Andar, no, porque una azotea no lleva a otra parte que a su vecina o al vacío. Era el lugar donde tender la ropa. Las afanosas y cantarinas criadas subían la colada a la azotea, donde una geometría de cuerdas determinaba el derecho al sol y al oreo. La contaminación que ocasionan las calderas ciudadanas y el tráfico automovilístico han propiciado, en gran medida, el secado doméstico, además de que hay nuevas texturas que desechan la humedad.

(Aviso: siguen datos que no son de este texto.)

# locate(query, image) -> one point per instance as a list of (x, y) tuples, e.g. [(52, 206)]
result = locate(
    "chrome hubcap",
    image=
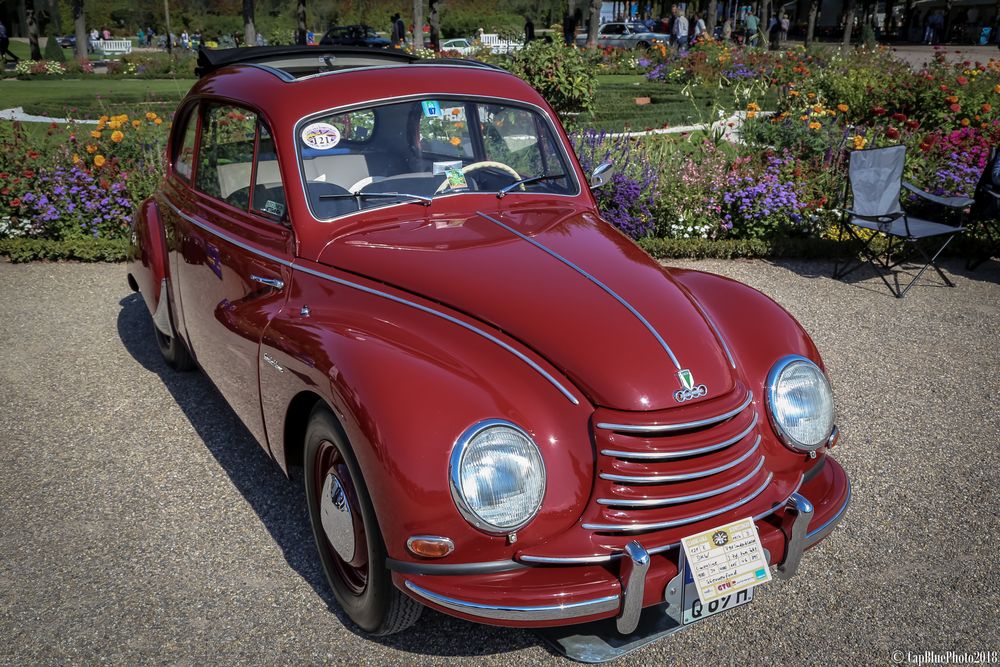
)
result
[(336, 518)]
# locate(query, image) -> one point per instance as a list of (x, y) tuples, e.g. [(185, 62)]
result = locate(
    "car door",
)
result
[(232, 251)]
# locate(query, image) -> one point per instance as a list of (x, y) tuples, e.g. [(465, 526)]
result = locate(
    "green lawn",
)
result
[(616, 109), (91, 97)]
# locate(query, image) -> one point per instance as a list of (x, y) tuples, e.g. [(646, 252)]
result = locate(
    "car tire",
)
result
[(360, 581), (173, 349)]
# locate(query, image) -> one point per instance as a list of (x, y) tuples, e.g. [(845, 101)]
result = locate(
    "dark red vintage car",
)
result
[(396, 274)]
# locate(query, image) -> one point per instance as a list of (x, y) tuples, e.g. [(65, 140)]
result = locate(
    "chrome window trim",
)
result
[(636, 527), (374, 292), (663, 456), (512, 613), (455, 476), (770, 390), (666, 428), (661, 502), (592, 279), (660, 479), (383, 101)]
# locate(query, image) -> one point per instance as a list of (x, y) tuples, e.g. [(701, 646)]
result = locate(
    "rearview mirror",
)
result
[(601, 176)]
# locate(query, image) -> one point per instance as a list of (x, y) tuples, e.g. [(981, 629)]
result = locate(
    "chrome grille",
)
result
[(658, 476)]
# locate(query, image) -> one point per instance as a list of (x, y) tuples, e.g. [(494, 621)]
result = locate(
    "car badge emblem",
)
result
[(688, 388)]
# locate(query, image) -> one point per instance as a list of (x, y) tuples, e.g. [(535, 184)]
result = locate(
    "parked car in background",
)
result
[(354, 35), (459, 45), (397, 275), (628, 35)]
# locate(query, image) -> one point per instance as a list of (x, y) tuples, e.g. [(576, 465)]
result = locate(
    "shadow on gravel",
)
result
[(866, 278), (280, 502)]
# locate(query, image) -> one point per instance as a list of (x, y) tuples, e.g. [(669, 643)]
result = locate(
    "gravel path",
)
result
[(141, 523)]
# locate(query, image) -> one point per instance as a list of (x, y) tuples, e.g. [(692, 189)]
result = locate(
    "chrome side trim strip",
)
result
[(665, 428), (391, 297), (510, 613), (636, 527), (814, 536), (662, 456), (659, 479), (595, 281), (660, 502)]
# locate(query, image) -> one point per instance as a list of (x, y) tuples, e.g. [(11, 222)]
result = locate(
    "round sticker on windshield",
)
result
[(321, 136)]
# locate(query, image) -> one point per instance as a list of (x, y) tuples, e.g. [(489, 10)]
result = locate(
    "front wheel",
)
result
[(348, 538)]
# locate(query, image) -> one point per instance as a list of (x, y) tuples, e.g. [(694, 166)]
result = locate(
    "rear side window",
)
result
[(184, 160)]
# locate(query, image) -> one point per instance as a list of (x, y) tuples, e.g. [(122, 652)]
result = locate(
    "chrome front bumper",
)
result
[(798, 512)]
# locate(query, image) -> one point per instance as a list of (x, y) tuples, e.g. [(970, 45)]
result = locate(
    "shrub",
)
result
[(560, 73)]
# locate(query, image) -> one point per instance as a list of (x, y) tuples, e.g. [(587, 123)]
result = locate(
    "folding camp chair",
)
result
[(875, 181), (986, 212)]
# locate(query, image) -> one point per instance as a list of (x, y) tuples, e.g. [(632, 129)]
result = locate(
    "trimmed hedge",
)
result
[(83, 250)]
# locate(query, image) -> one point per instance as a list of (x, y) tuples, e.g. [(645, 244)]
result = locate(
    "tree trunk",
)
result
[(811, 25), (36, 53), (80, 27), (418, 24), (848, 22), (249, 30), (300, 20), (435, 21)]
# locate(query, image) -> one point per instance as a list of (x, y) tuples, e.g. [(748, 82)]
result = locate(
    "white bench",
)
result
[(498, 45), (114, 46)]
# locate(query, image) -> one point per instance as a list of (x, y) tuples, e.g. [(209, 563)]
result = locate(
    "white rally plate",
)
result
[(722, 565)]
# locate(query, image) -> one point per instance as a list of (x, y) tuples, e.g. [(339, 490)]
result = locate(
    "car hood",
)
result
[(575, 290)]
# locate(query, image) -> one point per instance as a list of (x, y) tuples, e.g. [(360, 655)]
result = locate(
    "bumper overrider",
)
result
[(619, 585)]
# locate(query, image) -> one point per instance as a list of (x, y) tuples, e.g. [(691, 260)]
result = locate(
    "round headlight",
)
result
[(800, 403), (497, 476)]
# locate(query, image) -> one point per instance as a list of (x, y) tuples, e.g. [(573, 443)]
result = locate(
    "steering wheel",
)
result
[(482, 165)]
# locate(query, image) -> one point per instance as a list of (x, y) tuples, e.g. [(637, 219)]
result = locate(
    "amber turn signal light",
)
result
[(430, 546)]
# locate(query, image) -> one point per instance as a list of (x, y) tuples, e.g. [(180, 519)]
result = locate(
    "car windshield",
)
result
[(425, 148)]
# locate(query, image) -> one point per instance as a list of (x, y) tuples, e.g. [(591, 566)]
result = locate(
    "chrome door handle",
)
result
[(270, 282)]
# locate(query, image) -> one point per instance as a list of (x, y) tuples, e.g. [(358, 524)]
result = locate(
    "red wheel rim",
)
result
[(353, 573)]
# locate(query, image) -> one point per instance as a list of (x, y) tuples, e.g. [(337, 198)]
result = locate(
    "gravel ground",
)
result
[(142, 524)]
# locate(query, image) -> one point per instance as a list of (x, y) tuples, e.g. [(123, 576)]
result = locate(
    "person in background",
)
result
[(5, 45)]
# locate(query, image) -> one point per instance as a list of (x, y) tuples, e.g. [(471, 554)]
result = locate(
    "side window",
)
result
[(444, 129), (184, 159), (268, 192), (225, 159)]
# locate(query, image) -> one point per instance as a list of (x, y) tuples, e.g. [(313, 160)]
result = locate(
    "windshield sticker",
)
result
[(456, 179), (321, 136), (274, 208), (431, 109)]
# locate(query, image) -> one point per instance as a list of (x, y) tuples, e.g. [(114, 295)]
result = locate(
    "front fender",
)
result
[(405, 385)]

Ocasionalmente podía ser punto de furtivo encuentro donde holgar sin más testigos que las altas nubes. Cuando, por razón de mi tarea, me desplazo a los estudios de la SER, en la Gran Vía, suelo escudriñar, desde el piso séptimo, aquellos alrededores, como un paseo en helicóptero sobre los techos de la ciudad. Intento imaginar quiénes duermen, aman, sueñan, se afanan, luego mueren en aquellas boardillas; en las que lucen las dos macetas con geranios, o en esa esquina que abre una puerta prestada sobre una minúscula terraza, en la que se recuesta, siempre plegada, la tumbona de un solitario sibarita; no hay sitio para dos. Desde ese arriba contemplo el sinuoso zurcido de las calles que son el viejo corazón de Madrid. Predominan las tejas, entre la que se alza la solitaria espiga del pararrayos, abierta en su punta una flor de lis esquemática y señera, sobre el pentagrama de las antenas de televisión.

En mi frontera de Chamberí estoy al lado de las tejas. Enfrente, las fachadas grises, los pisos amplios, las balconadas de piedra, los miradores encristalados, donde nadie se sienta para ver pasar las horas, la procesión, las manifestaciones, bastante frecuentes, acechando la silueta del amante, el vuelo de la golondrina, el verdear de los plátanos y las acacias. Nadie asoma su ocio, porque- todas o casi todas las que fueron moradas albergan hoy oficinas públicas y privadas. En todo caso, es programa: de escasa o nula audiencia.

Esas casas están coronadas por grandes terrazas, ahora desiertas, sin ropa tendida, sin el flamear pacífico de las sábanas blancas. Las azoteas. Terrazas, nombre que fue del provocativo esparcimiento burgués, al aire libre, delante del comedor y con vistas a la plebe. Así también las que han adoptado la cariñosa denominación de chiringuitos, florecientes ya, de temporada, en paseos, jardines y anchas aceras. Cada año, la enconada batalla entre los restaurantes y el Ayuntamiento, que, tradicionalmente, se debate entre la acuciante codicia recaudatoria y el sublime placer por denegar los permisos indispensables.

Don Cleofás Pérez Zambullo, el que abrió la redoma donde tenían preso al Diablo Cojuelo, se habría instalado, con él, en una de ellas, degustando una horchata de chufas, una coca, un tinto, una caña o, por qué no, un güisquito. Aunque, de seguir tan anémica la bolsa del estudiante trapacero, pensarían más de dos veces la treta para no abonar las consumiciones.